Reliability (Must-Have)

  • Fallback providers: Configure at least one fallback LLM provider (e.g., Anthropic if primary is OpenAI)
  • Timeout handling: Set timeouts on all LLM calls (typically 30-60 seconds)
  • Retry with backoff: Retry transient failures (429, 500, 503) with exponential backoff
  • Graceful degradation: Define fallback behavior when all LLM providers are down
  • Error handling: Never expose raw LLM errors to users. Map to user-friendly messages.
  • Output format validation: Parse and validate structured outputs (JSON) before using them

Quality (Should-Have)

  • Evaluation suite: At least 10-20 test cases covering critical flows
  • Regression testing: Run evaluation suite on every prompt change
  • Prompt versioning: Version control all prompts with rollback capability
  • A/B testing: Test prompt changes on a small traffic percentage before full rollout
  • Human evaluation: Periodic human review of sampled responses (weekly or bi-weekly)
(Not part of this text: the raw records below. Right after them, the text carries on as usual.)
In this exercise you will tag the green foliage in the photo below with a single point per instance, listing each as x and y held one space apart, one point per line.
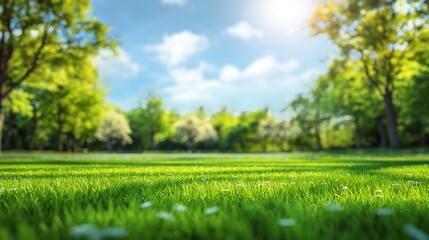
114 127
192 130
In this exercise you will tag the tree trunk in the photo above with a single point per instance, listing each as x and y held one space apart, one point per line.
60 129
381 132
33 128
109 144
9 131
392 124
1 124
317 133
358 137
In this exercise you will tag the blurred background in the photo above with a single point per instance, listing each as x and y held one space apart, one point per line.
229 76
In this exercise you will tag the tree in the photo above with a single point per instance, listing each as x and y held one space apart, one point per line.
223 121
36 33
114 127
192 129
267 131
378 34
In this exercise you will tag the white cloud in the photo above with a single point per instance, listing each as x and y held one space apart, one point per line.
245 31
266 81
178 48
174 2
111 65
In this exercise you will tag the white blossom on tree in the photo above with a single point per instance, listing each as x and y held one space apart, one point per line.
114 127
191 130
272 130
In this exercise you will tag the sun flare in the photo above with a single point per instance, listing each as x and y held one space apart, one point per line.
284 17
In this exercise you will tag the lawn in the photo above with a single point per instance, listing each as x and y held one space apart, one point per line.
348 195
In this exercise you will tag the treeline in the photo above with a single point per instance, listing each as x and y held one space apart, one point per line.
374 93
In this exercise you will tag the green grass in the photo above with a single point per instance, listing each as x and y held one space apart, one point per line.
44 196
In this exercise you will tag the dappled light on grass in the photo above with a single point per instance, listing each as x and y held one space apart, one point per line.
214 196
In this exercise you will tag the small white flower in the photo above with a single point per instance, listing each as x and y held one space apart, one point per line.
333 207
84 231
415 233
384 211
286 222
179 208
146 205
212 210
165 216
113 233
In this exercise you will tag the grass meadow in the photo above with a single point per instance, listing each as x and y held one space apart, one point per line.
340 195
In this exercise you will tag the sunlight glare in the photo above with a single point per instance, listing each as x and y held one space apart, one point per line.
284 17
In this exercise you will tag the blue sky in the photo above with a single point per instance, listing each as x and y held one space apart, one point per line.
242 54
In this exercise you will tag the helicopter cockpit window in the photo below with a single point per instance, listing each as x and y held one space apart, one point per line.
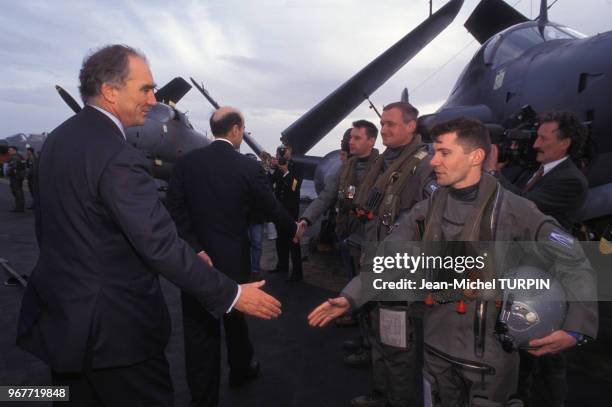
507 46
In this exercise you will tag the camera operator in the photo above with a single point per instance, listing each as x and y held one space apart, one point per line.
558 188
287 181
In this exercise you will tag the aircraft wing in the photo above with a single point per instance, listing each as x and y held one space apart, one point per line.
490 17
309 129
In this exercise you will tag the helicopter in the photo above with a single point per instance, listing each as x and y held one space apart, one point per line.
528 67
167 132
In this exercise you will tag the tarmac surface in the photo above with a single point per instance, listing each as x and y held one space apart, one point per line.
301 366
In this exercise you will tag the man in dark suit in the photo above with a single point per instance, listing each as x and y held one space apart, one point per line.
287 182
211 195
93 309
558 188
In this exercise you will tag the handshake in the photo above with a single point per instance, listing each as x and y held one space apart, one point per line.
254 301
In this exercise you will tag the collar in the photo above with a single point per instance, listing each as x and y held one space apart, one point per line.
549 166
112 117
467 194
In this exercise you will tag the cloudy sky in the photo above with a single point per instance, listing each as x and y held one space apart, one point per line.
274 59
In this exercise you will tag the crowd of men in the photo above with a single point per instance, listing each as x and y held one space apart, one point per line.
18 169
94 312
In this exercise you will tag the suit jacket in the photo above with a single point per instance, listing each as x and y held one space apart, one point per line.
211 194
104 238
559 193
287 188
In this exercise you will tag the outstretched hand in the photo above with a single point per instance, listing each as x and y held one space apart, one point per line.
554 343
256 302
206 258
328 311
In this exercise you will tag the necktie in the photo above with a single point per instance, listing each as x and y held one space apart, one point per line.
536 177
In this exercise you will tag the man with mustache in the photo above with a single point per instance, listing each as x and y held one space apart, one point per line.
471 206
558 188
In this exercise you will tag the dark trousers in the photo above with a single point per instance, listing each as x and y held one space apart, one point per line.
17 190
283 247
31 186
144 384
542 380
202 334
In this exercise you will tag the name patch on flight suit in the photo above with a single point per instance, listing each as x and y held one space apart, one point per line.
392 327
561 238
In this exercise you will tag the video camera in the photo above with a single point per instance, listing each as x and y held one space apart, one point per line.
280 153
515 139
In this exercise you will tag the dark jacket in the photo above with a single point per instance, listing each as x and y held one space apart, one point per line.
287 188
212 192
104 238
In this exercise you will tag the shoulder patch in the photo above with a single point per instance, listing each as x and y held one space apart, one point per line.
421 154
561 238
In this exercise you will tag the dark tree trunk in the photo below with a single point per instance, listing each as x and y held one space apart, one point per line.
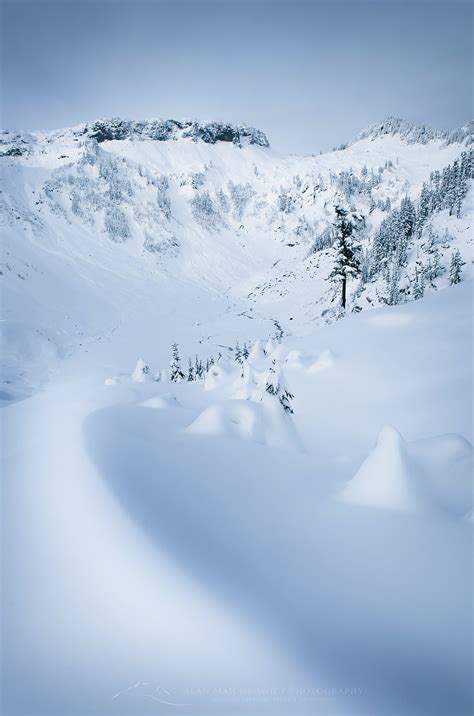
343 300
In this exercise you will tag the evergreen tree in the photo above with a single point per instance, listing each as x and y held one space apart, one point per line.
176 374
190 371
238 353
419 283
275 385
198 369
455 269
347 262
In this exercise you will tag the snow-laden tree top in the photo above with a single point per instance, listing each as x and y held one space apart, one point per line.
418 133
164 129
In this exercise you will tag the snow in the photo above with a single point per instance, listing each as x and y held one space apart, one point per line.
192 543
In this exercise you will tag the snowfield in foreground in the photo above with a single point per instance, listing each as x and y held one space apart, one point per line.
196 548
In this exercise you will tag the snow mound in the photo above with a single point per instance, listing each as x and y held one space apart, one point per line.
383 480
141 374
444 469
257 354
168 400
405 476
326 359
218 376
231 418
294 359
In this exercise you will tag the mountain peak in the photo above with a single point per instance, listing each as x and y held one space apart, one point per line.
415 133
164 129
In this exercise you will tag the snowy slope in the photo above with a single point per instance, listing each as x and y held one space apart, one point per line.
96 231
196 545
164 551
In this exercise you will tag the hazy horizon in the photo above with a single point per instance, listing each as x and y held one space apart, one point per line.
311 75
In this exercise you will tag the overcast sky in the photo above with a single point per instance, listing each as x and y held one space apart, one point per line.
310 74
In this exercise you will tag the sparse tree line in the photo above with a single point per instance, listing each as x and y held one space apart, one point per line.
388 254
270 379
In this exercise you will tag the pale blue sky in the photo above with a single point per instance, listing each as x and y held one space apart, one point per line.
310 74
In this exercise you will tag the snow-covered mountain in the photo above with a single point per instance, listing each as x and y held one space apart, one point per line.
118 218
283 528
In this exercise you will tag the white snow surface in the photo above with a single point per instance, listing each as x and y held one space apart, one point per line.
190 546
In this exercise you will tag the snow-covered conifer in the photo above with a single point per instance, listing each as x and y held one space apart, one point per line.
455 269
176 374
238 353
141 373
347 261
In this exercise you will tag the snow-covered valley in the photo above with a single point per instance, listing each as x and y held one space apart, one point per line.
288 527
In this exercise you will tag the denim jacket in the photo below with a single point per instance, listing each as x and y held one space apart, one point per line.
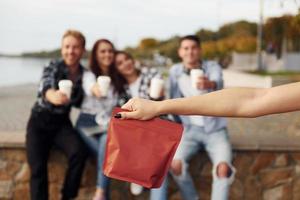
214 73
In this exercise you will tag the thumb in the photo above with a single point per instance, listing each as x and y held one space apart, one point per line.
127 115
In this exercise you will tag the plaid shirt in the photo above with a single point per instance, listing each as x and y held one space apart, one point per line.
52 74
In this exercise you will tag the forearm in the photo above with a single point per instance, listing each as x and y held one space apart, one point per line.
235 102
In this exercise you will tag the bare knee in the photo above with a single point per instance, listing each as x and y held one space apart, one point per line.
223 170
176 167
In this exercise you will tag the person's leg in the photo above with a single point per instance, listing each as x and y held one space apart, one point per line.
102 180
37 148
90 141
160 193
70 143
219 150
180 165
85 125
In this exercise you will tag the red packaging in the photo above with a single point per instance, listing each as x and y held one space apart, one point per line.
140 151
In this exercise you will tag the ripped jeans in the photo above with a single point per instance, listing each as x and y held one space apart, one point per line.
218 147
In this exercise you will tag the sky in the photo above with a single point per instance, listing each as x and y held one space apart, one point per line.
34 25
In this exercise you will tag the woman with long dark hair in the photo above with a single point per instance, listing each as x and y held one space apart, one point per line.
96 108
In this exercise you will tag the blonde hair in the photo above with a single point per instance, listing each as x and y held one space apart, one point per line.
77 34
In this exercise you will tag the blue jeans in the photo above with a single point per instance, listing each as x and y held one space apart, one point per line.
96 143
160 193
219 150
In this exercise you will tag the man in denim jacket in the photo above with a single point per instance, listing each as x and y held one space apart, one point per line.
205 132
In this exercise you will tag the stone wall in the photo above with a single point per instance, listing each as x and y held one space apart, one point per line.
260 175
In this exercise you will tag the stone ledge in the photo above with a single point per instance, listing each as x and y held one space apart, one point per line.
239 142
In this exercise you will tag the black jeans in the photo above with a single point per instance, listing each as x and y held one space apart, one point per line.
44 130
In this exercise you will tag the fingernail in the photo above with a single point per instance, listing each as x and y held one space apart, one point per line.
118 116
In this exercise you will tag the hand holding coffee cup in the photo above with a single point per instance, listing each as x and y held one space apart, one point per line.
196 74
156 88
103 83
65 86
56 97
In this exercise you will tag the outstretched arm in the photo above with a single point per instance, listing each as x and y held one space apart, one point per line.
233 102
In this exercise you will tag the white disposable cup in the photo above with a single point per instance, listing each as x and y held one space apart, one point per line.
104 83
65 86
195 74
156 87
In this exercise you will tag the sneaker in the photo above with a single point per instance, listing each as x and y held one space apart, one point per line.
136 189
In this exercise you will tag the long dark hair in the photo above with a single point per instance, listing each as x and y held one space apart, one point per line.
94 65
120 80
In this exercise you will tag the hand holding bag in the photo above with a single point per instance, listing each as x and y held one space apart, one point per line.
140 151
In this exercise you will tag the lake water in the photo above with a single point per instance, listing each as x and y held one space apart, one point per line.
16 71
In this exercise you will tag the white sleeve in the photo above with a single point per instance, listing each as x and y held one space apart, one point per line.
88 81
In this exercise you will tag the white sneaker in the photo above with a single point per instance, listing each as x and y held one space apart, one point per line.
136 189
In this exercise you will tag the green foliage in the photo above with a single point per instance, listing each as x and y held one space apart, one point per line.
238 36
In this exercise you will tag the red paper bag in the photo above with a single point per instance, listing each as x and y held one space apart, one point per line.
140 151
Cost & Observability (Should-Have)

  • Cost tracking: Per-request cost logging with team, feature, and model breakdowns
  • Budget alerts: Alerts when daily or weekly spend exceeds thresholds
  • Model routing: Route simple tasks to cheap models
  • Semantic caching: Cache responses for semantically similar queries
  • Logging: Log prompts, responses, latency, token counts, and costs (with PII redacted)
  • Monitoring dashboard: Track latency, error rates, cost, and quality metrics

User Experience (Nice-to-Have)

  • Streaming responses: Stream long responses to reduce perceived latency
  • Conversation memory: Maintain context across messages
  • Feedback collection: Thumbs up/down on responses for quality monitoring
  • Transparency: Indicate when responses are AI-generated

Common Failure Modes

These are the failures you will encounter in production. Learn to recognize and fix them before your users report them.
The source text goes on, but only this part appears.